Global equity markets were evenly divided last night with winners slightly outnumbering losers. Overnight economic news included a 0.9% decline in Japanese machinery orders for August, a slightly softer than expected Australian employment change of +14,900, a 0.2% jump in the Australian unemployment rate, a 0.4% decline in Japanese Tertiary Industry Index for August, an expansion of the UK goods and trade gap deficit, a minimal 0.1% gain in UK GDP, a 0.4% gain in UK industrial production, and a -0.2% Italian Consumer Price Index reading for September. If the US government were open, the markets today would have been presented with US claims, PPI, retail sales and business inventories.
STOCK INDEX FUTURES
While the equity markets continue to recover from the recent aggressive washout, we get the sense the bull trade is more hesitant than prior to the October 10th washout. However, US bank earnings have been solid this week, and investors have largely discounted equity market bubble talk. However, with a lack of scheduled data flow, today’s corporate earnings should maintain a prominent position in the headlines. In fact, the trade will see another wave of bank earnings, brokerage earnings and earnings from cyclical companies like CSX Corporation, Taiwan semiconductor, Snap-on Inc. and Manpower group Inc.
CURRENCY FUTURES
While the dollar managed to largely reject the new low for the move early today, the path of least resistance remains down with dovish takeaways from Fed headlines likely the genesis of the current slide in the greenback. The bear track in the dollar is surprising considering continued soft international data flow, residual strength in US equities and positive US bank earnings. Nonetheless, the previous 48 hours has presented numerous indications from the Fed (speeches and the Beige Book) that more US rate cuts are ahead and that should result in a dollar trade below 98.00. However, there should be some dollar support from overnight economic news which included a 0.9% decline in Japanese machinery orders for August, a slightly softer than expected Australian employment change of +14,900, a 0.2% jump in the Australian unemployment rate, a 0.4% decline in Japanese Tertiary Industry Index for August, an expansion of the UK goods and trade gap deficit, a minimal 0.1% gain in UK GDP, a 0.4% gain in UK industrial production, and a -0.2% Italian Consumer Price Index reading for September.
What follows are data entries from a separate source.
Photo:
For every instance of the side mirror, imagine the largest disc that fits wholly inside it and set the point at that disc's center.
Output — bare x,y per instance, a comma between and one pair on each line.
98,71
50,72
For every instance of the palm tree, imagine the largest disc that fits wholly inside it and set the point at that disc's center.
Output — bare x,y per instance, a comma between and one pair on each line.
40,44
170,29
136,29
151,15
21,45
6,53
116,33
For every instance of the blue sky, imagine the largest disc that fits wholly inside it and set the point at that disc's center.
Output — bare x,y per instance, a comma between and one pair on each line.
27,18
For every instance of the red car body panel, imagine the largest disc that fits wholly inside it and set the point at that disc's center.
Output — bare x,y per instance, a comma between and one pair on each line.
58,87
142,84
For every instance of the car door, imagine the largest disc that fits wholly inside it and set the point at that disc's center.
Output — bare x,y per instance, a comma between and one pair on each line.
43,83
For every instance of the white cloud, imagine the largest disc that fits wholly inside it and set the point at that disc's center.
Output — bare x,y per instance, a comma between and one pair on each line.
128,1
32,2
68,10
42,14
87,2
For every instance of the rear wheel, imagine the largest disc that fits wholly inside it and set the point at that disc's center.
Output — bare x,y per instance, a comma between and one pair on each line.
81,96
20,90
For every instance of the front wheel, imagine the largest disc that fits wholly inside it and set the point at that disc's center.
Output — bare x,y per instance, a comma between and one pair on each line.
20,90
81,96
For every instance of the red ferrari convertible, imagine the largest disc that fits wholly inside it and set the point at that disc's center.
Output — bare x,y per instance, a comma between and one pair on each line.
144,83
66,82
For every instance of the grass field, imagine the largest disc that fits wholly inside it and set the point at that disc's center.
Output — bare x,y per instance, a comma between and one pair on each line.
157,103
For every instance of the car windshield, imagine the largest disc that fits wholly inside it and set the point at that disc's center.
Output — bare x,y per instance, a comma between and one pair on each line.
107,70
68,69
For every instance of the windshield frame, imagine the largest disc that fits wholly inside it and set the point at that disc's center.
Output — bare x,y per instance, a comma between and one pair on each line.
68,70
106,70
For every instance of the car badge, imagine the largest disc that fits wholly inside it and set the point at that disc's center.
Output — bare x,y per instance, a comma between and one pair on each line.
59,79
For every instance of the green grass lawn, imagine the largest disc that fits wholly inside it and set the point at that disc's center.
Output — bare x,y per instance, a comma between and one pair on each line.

INTEREST RATE MARKET FUTURES
Even though US treasuries have generally lost upside momentum, a pattern of higher lows has remained in place, and several short-term technical indicators remain in “buy mode”. A Bloomberg analyst made a good point overnight when he suggested that the “US Fed and US banks seem to be in different worlds” with respect to forward views. The Fed chairman yesterday saw a softening jobs market but also sees tightening liquidity within money markets. Bank earnings reports this week told a slightly different story with good earnings and ideas of abundant liquidity remaining in place. Nonetheless, the Fed chairman added to recent speculation of an ongoing wind down of the Fed’s balance sheet. Most importantly the Fed chairman seemed to indicate the Fed’s quantitative tightening efforts would end in the coming months. With global economic data continuing to throw off signs of slowing, some international inflation readings softening, a US slowing bias the bull camp generally holds serve. Furthermore, the US Beige Book release yesterday clearly solidifies expectations of two additional rate cuts before the end of the year.